Investigating Hydrogen Behavior at a-Si:H/c-Si Interfaces through Electrical Measurement and Chemical Analysis

Amorphous and crystalline silicon interface (a-Si:H/c-Si) plays a crucial role for achieving record-high efficiency silicon heterojunction (SHJ) solar cell for its exceptional electrical passivation quality. Despite its importance, the degradation mechanisms at interfaces remain poorly understood and often associated with hydrogen loss at the interfaces. Determining H kinetics at the interface, however, is challenging due to the conductivity of the a-Si:H. Here, we introduce a capacitance-voltage (C-V) measurement technique operating at cryogenic temperature (77K), minimizing leakage current in a-Si:H diodes to guarantee trap occupancy under bias. Additionally, we developed a light-bias-temperature stress system to further facilitate the ion migration through the breakage of metastable Si-H bonds, which can be used to determine hydrgoen ions by monitoring flatband potential shift (V_FB).
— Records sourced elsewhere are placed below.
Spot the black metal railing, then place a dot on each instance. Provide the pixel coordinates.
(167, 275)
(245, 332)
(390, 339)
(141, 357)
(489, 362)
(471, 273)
Preliminary results suggested that under 1-sun illumination and reverse biasing at 80^oC can drive the positively charged ion moving from a-Si:H(i)/c-Si interface toward metal contact in a-Si:H(p)/a-Si:H(i)/c-Si(n) structures. We hypothesize these ions to be positively charged hydrogen, although, further spectrometric analysis, correlated with optical emission spectroscopy, is needed to gain deeper insight into the role of hydrogen for better understand the metastability of the a-Si:H/c-Si interface under illumination.